Niccolò Castelli Réalisateur et directeur de la Ticino Film Commission/ © Martin Guggisberg

Aux Journées de Soleure cette année, le monde du cinéma a troqué les discours drolatiques d’Alain Berset contre la mine réjouie de Guy Parmelin et les petits fours contre des chaussettes en laine. Niccolò Cas­telli, dont le second long métrage de fiction intitulé « Atlas » ouvrait cette édition 2021, balaie les lamentations : « Je suis content qu’on ait accepté cette invitation, c’est une bonne vitrine pour le film. » La cérémonie d’ouverture ayant été retransmise simultané­ment sur Internet et sur toutes les chaînes de la SSR, il a potentiellement atteint un public bien plus large que les troupes soleuroises habituelles. Un regret quand même, qu’il for­mule comme un sentiment d’étrangeté : « qu’il n’y ait pas eu « le » moment de partage, de ne pas savoir vraiment quand et comment le public a vu le film pour la première fois, après sept ans de travail ».

« Atlas » suit la lente reconstruction d’Alle­gra, survivante d’un attentat terroriste qui a emporté trois de ses ami·e·s et la laisse face à une famille désunie, une colocataire impuis­sante et des angoisses profondes.

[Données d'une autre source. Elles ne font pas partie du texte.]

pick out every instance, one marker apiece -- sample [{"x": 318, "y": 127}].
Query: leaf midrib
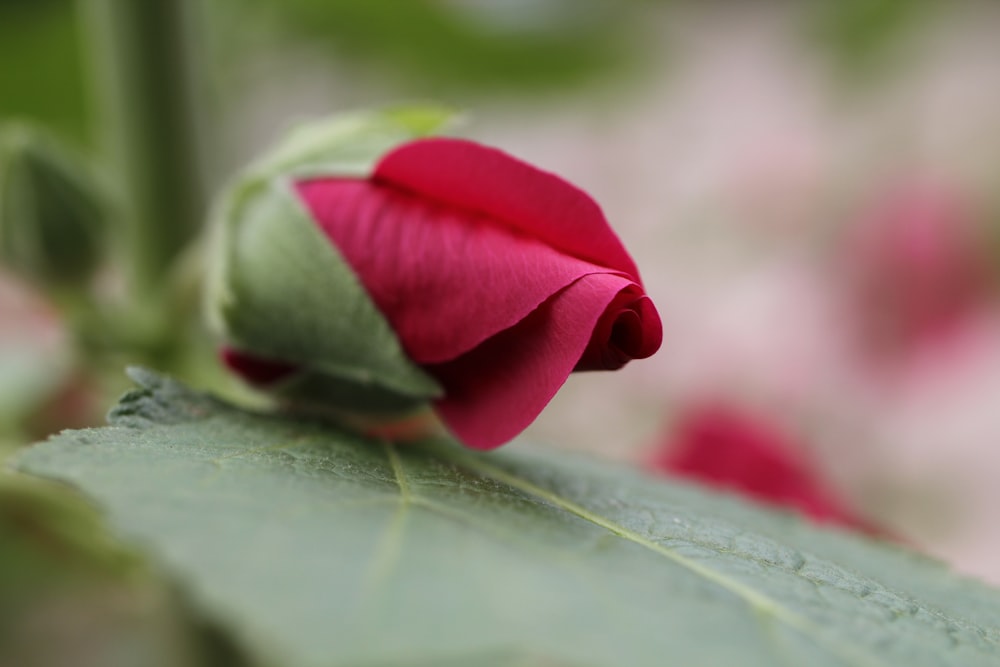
[{"x": 759, "y": 603}]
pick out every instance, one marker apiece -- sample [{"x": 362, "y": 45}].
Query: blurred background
[{"x": 810, "y": 190}]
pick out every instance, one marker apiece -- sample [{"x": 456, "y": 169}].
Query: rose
[{"x": 498, "y": 279}]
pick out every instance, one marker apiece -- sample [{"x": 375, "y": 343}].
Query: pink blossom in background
[
  {"x": 728, "y": 448},
  {"x": 498, "y": 278},
  {"x": 916, "y": 267}
]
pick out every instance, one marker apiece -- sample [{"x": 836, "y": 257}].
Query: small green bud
[{"x": 51, "y": 217}]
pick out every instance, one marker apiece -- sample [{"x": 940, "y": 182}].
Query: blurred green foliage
[
  {"x": 487, "y": 45},
  {"x": 862, "y": 35},
  {"x": 41, "y": 72}
]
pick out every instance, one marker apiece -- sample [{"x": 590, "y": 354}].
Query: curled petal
[
  {"x": 447, "y": 280},
  {"x": 495, "y": 391}
]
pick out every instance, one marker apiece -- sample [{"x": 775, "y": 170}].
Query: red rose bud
[
  {"x": 918, "y": 266},
  {"x": 725, "y": 448},
  {"x": 495, "y": 279}
]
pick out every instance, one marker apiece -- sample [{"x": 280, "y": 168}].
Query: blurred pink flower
[
  {"x": 727, "y": 448},
  {"x": 917, "y": 267}
]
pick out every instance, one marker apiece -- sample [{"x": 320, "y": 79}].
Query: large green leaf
[{"x": 319, "y": 547}]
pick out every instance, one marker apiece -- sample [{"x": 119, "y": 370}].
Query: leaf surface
[{"x": 316, "y": 546}]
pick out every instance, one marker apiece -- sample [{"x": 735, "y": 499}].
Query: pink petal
[
  {"x": 495, "y": 391},
  {"x": 467, "y": 175},
  {"x": 445, "y": 279}
]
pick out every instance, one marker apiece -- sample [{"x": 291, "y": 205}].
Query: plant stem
[{"x": 141, "y": 56}]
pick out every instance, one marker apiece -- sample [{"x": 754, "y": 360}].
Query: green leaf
[
  {"x": 316, "y": 546},
  {"x": 72, "y": 596}
]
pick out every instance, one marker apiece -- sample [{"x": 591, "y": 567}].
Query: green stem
[{"x": 141, "y": 55}]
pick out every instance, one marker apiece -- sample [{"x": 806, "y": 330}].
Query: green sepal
[
  {"x": 281, "y": 290},
  {"x": 52, "y": 213}
]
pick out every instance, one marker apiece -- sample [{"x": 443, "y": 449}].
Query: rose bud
[
  {"x": 439, "y": 269},
  {"x": 51, "y": 217}
]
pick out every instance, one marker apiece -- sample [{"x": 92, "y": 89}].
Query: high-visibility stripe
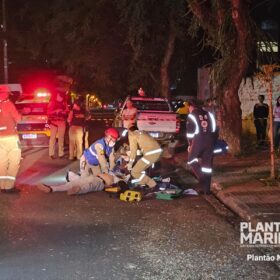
[
  {"x": 124, "y": 133},
  {"x": 92, "y": 152},
  {"x": 216, "y": 151},
  {"x": 145, "y": 160},
  {"x": 190, "y": 135},
  {"x": 192, "y": 161},
  {"x": 139, "y": 179},
  {"x": 192, "y": 117},
  {"x": 153, "y": 152},
  {"x": 5, "y": 138},
  {"x": 213, "y": 121},
  {"x": 8, "y": 177},
  {"x": 206, "y": 170}
]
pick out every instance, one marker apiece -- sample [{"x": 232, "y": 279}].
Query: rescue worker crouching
[
  {"x": 10, "y": 150},
  {"x": 57, "y": 115},
  {"x": 202, "y": 135},
  {"x": 99, "y": 157},
  {"x": 82, "y": 185},
  {"x": 151, "y": 153},
  {"x": 77, "y": 120}
]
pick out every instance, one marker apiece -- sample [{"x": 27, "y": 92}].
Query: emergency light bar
[{"x": 42, "y": 94}]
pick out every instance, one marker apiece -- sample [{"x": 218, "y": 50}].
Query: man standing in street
[
  {"x": 129, "y": 115},
  {"x": 100, "y": 156},
  {"x": 201, "y": 134},
  {"x": 57, "y": 115},
  {"x": 260, "y": 119},
  {"x": 10, "y": 150},
  {"x": 151, "y": 153}
]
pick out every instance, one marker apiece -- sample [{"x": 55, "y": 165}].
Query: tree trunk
[
  {"x": 231, "y": 115},
  {"x": 273, "y": 172},
  {"x": 165, "y": 81},
  {"x": 231, "y": 121}
]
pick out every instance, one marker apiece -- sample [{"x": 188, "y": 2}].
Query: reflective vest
[
  {"x": 200, "y": 122},
  {"x": 91, "y": 154}
]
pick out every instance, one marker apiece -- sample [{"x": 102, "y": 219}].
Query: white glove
[{"x": 129, "y": 166}]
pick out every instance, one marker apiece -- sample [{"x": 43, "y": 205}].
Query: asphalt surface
[{"x": 94, "y": 236}]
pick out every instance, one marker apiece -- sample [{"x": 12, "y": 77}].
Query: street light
[{"x": 5, "y": 43}]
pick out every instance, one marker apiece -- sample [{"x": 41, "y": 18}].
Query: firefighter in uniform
[
  {"x": 99, "y": 157},
  {"x": 57, "y": 116},
  {"x": 151, "y": 153},
  {"x": 10, "y": 150},
  {"x": 201, "y": 134},
  {"x": 77, "y": 121}
]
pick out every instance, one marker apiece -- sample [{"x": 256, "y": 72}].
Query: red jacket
[{"x": 9, "y": 116}]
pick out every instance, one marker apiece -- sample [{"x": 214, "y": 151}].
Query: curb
[{"x": 241, "y": 209}]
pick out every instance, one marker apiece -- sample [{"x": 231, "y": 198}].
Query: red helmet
[{"x": 112, "y": 132}]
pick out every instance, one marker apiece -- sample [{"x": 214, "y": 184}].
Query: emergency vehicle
[
  {"x": 155, "y": 115},
  {"x": 34, "y": 129}
]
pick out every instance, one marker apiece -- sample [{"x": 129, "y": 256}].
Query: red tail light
[{"x": 178, "y": 124}]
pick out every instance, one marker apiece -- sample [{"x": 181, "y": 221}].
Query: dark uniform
[
  {"x": 57, "y": 115},
  {"x": 201, "y": 134},
  {"x": 77, "y": 121},
  {"x": 10, "y": 150},
  {"x": 260, "y": 120}
]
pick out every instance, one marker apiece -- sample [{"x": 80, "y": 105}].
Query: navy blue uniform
[{"x": 201, "y": 134}]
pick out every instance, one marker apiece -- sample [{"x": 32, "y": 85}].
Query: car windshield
[
  {"x": 32, "y": 108},
  {"x": 151, "y": 105}
]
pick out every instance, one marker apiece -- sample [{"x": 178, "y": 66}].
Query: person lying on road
[{"x": 82, "y": 185}]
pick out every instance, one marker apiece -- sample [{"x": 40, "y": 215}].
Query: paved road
[{"x": 93, "y": 236}]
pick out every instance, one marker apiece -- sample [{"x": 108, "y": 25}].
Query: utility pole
[{"x": 5, "y": 43}]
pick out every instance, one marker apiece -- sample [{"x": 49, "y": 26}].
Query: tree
[
  {"x": 265, "y": 76},
  {"x": 229, "y": 31},
  {"x": 81, "y": 38},
  {"x": 152, "y": 33}
]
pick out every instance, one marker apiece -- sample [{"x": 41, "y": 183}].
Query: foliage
[
  {"x": 77, "y": 37},
  {"x": 148, "y": 30},
  {"x": 220, "y": 35}
]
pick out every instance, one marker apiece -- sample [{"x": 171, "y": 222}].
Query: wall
[{"x": 248, "y": 94}]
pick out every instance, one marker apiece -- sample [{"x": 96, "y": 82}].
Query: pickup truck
[
  {"x": 155, "y": 116},
  {"x": 33, "y": 129}
]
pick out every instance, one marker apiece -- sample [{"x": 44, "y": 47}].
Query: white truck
[{"x": 155, "y": 116}]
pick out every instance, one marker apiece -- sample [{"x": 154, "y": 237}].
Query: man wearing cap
[
  {"x": 151, "y": 153},
  {"x": 10, "y": 150},
  {"x": 141, "y": 92},
  {"x": 57, "y": 115},
  {"x": 77, "y": 120},
  {"x": 201, "y": 135},
  {"x": 82, "y": 185},
  {"x": 129, "y": 114},
  {"x": 100, "y": 157}
]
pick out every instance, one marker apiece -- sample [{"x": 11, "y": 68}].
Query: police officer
[
  {"x": 201, "y": 134},
  {"x": 151, "y": 153},
  {"x": 10, "y": 150},
  {"x": 99, "y": 157},
  {"x": 57, "y": 116},
  {"x": 77, "y": 121}
]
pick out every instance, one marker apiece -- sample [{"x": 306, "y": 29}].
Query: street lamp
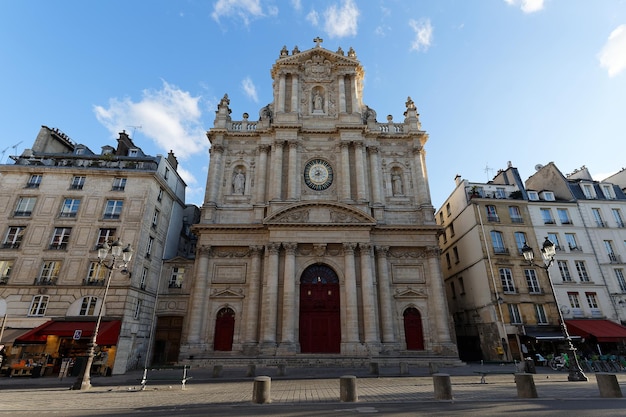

Avec ce film, Niccolò Castelli arpente une nouvelle fois sa ville, Lugano. « Tutti Giù », son premier long métrage en 2012, s’y déroulait déjà, sou­vent de nuit. Un choix naturel et affirmé : « On a démontré qu’on a des histoires à raconter, des lieux intéressants, qu’il y a un Lugano urbain et des thrillers à Chiasso. » Il est d’ail­leurs en train de travailler à une fiction dans le milieu de la finance luganaise, encore un autre visage de ce coin de pays qu’il défend. Le réalisateur, qui a fait ses armes dans le monde de la musique et du clip, a pourtant étudié à Bologne, puis pour un master en cinéma à la ZHdK, à Zurich et enfin à Münich pour le Drehbuchwerkstatt. « Quand je suis revenu au Tessin, explique-t-il, c’était surtout pour le travail. Je me suis dit que j’allais faire une expérience comme assistant réalisateur et repartir. Et je me suis rendu compte que je me trouvais bien, dans un milieu très stimu­lant, encore un peu vierge. Donc c’était un vrai choix de rester vivre au Tessin tout en voya­geant beaucoup. »

 

Un cinéma à maturité

Avec « Atlas », c’est la première fois qu’un film tessinois ouvre les Journées du cinéma suisse, preuve supplémentaire que le cinéma en langue italienne de ces dernières années compte. Les succès critiques de « Cronofo­bia » et de « Love Me Tender » ont pavé la voie. « Au moment de « Sinestesia » en 2008, nous avions beaucoup d’envies, mais pas encore les moyens en termes de connaissances. On improvisait, chacun·e avait plusieurs cas­quettes. De production en production, en tra­vaillant sur les films des un·e·s et des autres, nous avons progressé : sur le plan technique, mais aussi créatif et de la production. On a montré, lors des deux dernières éditions de Soleure et de Locarno que le cinéma italo­phone a atteint une maturité intéressante. » Niccolò Castelli souligne encore que la pré­sence de son film en ouverture de Soleure n’est pas importante que pour lui, mais pour toute sa génération de technicien·ne·s et de créatif·ive·s.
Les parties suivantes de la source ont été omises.